The 'War Against Terror' was in common usage by the US State Department, the Pentagon and the White House until late 2002, when it was quietly changed to the 'War On Terror'. The change from 'against' to 'on' is an important distinction, particularly in light of an utterly horrific new report from the US State Department that reveals there were more than 14,000 terror attacks and acts of terrorism in 2006.
A war 'against' terror instead of 'on' terror would then be harder to justify when the following details from the State Department report are considered :
(the report will) show a nearly 30 percent increase in terrorist attacks worldwide in 2006....almost all of the boost due to growing violence in Iraq and Afghanistan...That the wars on Iraq and Afghanistan have dramatically increased the incidents of terrorism are firmly, repeatedly and consistently denied by virtually every official connected with the White House or Pentagon, despite the fact that every major intelligence agency in the world says this is an undeniable fact.
Secretary of State Condoleezza Rice and her top aides earlier this week had considered postponing or downplaying the release of this year's edition of the terrorism report, officials in several agencies and on Capitol Hill said.Based on data compiled by the U.S. intelligence community's National Counterterrorism Center, the report says there were 14,338 terrorist attacks last year, up 29 percent from 11,111 attacks in 2005.
Forty-five percent of the attacks were in Iraq.
Worldwide, there were about 5,800 terrorist attacks that resulted in at least one fatality, also up from 2005.
The figures for Iraq and elsewhere are limited to attacks on noncombatants and don't include strikes against U.S. troops.
President Bush and his aides routinely call Iraq the "central front" in Bush's war on terrorism and likely will say that the preponderance of attacks there and in Afghanistan prove their point.
But critics say the U.S. invasion and occupation of Iraq have worsened the terrorist threat.
The contention by Bush and Vice President Dick Cheney that al-Qaida terrorists were in Iraq and allied with the late Iraqi President Saddam Hussein before the invasion has been disproved ...
Among the major strikes were bombings in the Egyptian Red Sea resort of Dahab on April 24, which killed 23 people and injured more than 60, and aboard trains in Mumbai, India, that left more than 200 dead and in excess of 700 wounded on July 11.
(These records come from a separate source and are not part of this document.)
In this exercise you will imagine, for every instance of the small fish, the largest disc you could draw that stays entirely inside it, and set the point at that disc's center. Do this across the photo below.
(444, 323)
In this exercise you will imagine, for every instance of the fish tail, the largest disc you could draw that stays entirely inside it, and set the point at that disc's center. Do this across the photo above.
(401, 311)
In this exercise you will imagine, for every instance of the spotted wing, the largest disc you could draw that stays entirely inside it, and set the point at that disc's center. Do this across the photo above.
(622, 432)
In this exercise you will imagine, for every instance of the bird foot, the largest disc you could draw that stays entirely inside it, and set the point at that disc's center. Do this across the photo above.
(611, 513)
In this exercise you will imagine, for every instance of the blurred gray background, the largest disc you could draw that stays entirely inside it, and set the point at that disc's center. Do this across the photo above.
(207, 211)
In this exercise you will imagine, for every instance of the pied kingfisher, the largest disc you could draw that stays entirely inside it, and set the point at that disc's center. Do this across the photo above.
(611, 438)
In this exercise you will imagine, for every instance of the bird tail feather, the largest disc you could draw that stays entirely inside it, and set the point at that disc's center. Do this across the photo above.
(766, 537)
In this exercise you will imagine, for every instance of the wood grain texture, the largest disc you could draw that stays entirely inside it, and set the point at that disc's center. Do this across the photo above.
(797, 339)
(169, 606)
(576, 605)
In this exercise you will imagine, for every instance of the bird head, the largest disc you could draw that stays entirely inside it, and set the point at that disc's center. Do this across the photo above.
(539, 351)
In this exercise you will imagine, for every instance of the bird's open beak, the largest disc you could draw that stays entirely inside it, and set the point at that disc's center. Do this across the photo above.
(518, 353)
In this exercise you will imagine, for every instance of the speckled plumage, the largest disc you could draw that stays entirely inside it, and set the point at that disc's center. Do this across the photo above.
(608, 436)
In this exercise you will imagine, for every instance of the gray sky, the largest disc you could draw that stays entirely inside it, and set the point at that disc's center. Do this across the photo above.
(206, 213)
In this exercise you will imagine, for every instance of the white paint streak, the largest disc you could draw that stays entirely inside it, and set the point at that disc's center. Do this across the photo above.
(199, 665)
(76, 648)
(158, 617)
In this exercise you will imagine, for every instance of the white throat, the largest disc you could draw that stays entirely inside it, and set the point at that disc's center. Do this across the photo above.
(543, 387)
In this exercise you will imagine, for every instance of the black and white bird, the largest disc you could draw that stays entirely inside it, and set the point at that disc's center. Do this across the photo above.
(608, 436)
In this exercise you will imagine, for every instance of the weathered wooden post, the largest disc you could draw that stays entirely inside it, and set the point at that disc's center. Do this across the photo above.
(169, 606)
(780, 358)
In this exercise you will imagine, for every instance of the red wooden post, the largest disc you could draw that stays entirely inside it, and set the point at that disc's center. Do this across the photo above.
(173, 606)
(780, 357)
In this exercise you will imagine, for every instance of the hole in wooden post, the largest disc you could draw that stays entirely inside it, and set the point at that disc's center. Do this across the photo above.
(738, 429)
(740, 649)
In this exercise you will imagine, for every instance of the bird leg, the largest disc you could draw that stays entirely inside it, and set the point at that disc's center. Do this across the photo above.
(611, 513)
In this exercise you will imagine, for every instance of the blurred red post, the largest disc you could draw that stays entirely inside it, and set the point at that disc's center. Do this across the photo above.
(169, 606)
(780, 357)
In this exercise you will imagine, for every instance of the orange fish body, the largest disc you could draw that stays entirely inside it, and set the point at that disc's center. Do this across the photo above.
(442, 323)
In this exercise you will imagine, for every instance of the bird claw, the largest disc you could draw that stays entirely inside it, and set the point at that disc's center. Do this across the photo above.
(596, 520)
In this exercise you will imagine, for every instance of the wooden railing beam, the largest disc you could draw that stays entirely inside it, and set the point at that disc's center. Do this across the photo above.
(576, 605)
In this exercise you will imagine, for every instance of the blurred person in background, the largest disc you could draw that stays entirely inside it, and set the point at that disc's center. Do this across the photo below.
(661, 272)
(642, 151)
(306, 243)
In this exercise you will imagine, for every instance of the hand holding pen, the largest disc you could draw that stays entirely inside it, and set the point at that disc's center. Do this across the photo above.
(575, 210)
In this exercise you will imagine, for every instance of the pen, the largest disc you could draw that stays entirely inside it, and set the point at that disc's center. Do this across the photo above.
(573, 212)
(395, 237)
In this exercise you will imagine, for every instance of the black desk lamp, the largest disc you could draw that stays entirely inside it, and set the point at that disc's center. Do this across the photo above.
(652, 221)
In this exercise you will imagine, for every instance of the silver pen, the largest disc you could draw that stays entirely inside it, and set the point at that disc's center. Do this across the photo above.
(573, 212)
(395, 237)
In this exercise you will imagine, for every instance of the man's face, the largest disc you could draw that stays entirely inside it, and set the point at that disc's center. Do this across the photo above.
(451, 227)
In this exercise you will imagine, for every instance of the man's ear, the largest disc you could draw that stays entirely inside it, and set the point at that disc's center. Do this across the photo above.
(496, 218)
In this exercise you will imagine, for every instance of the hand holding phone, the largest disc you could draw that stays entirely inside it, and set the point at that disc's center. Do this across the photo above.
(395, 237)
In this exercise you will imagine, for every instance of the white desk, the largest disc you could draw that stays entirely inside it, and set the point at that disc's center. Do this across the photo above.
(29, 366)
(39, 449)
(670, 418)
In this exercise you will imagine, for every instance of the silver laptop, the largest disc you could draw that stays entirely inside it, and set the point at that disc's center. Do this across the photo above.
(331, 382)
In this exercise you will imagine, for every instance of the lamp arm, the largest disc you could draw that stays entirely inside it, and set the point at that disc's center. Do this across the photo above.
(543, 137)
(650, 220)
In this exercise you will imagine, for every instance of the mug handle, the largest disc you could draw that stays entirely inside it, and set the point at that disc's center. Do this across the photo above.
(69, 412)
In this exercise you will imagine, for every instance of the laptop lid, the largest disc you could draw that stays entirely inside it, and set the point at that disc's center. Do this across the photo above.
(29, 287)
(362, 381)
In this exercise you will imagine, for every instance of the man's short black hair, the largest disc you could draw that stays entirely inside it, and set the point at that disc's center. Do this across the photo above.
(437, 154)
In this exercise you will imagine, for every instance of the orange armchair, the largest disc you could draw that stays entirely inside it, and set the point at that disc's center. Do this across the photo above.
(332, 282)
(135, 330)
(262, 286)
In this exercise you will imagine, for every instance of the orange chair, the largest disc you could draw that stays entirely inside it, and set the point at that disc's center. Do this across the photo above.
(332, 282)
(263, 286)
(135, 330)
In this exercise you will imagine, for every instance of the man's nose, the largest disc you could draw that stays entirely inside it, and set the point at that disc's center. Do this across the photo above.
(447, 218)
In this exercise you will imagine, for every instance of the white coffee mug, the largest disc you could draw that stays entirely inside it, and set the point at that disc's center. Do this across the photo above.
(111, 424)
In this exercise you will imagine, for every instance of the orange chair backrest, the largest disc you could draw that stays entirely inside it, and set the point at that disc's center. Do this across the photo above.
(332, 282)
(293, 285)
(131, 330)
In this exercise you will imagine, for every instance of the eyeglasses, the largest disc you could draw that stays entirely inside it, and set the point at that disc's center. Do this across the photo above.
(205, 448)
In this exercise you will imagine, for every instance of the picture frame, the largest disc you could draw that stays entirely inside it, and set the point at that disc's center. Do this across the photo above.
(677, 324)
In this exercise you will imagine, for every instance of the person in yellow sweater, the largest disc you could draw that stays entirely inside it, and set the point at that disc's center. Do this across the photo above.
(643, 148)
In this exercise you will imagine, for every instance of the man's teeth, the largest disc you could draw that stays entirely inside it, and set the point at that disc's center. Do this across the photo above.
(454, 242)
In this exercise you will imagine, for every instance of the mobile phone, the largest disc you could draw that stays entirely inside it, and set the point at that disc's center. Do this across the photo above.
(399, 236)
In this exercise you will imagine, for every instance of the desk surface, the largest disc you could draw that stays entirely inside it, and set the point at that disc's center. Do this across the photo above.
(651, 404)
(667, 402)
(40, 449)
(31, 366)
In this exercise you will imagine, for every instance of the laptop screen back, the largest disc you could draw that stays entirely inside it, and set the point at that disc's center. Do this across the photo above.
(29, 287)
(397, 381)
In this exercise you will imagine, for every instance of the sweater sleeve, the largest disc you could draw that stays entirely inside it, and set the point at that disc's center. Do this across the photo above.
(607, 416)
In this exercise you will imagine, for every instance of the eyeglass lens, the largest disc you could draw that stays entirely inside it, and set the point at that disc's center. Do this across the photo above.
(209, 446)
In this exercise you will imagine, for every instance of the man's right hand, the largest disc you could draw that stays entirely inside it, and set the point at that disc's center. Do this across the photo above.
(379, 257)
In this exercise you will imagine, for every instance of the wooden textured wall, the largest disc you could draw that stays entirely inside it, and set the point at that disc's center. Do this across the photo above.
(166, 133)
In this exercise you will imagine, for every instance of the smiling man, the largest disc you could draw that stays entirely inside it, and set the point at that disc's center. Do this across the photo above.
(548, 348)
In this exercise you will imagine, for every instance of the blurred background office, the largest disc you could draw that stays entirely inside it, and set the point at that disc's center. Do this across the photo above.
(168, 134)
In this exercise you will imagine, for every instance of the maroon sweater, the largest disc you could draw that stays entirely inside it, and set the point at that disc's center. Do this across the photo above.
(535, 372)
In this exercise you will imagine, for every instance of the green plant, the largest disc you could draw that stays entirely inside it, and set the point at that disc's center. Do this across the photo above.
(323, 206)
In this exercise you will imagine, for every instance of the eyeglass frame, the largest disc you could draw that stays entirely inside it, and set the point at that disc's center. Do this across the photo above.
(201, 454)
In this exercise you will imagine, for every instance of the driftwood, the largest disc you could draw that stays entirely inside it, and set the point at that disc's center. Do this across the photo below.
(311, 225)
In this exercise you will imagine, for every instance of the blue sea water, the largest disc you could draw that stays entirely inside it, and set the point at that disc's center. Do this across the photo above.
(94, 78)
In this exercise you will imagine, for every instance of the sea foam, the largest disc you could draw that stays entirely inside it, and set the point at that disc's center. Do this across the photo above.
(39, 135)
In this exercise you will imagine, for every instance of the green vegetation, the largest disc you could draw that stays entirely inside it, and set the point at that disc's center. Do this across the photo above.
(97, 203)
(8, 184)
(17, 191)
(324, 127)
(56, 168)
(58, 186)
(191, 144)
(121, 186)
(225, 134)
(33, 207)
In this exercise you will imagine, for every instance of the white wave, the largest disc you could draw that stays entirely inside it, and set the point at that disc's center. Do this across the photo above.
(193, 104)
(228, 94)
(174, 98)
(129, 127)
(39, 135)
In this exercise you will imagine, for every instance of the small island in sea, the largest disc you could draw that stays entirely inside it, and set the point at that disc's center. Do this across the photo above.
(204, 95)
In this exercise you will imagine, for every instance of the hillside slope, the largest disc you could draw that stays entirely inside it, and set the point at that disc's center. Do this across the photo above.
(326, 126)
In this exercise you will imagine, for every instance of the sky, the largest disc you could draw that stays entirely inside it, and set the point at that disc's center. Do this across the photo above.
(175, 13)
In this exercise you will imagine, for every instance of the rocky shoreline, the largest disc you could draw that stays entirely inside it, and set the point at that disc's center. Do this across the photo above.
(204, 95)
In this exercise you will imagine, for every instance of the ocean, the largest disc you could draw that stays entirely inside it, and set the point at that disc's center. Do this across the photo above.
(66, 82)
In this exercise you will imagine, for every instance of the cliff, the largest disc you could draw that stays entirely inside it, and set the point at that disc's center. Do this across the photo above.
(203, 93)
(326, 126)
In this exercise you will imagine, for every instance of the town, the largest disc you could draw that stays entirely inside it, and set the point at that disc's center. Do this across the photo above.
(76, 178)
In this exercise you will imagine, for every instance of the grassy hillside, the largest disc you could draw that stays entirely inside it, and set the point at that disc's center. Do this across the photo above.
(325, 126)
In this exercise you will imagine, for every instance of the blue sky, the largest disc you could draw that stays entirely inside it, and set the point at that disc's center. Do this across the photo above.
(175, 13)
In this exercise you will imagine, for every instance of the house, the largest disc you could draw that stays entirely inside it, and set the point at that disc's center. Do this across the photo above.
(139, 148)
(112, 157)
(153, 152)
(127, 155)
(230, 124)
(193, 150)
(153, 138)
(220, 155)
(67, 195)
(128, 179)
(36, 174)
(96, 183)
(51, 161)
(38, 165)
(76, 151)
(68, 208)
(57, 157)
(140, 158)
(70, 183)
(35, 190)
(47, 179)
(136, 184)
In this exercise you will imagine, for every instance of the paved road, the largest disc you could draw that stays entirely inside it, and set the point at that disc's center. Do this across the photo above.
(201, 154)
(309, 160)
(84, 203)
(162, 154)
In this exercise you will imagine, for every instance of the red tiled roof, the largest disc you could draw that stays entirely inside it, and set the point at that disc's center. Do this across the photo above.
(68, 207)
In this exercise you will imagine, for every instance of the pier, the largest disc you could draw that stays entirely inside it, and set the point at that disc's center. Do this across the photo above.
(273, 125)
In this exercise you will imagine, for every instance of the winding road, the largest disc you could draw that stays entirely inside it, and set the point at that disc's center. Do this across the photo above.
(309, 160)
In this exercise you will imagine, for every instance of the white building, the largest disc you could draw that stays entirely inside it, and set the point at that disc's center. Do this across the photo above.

White House and Pentagon officials continue to insist that Saddam Hussein was involved with Al Qaeda before the American occupation of Iraq began because it is the only way they can seriously deny that Al Qaeda terrorists were not in Iraq before invasion and occupation began.
A 'War on Terror' can be credibly waged even during unprecedented waves of terror attacks, and the statistics spun a dozen different ways to say that war is being waged, in part, successfully.
But to say that you are waging a 'War Against Terror', when there are more terror attacks than ever before, is to declare failure by admission.
Few understood why, or even noticed, the 'War Against Terror' was officially renamed the 'War On Terror' back in 2002.
It is dramatically clear now why this renaming process was undertaken, and indicates that the Pentagon and White House were fully aware of intelligence and military-related projections before the Iraq invasion began that such unpopular, supposedly pre-emptive action would lead to greatly increased incidents of terrorism across the world.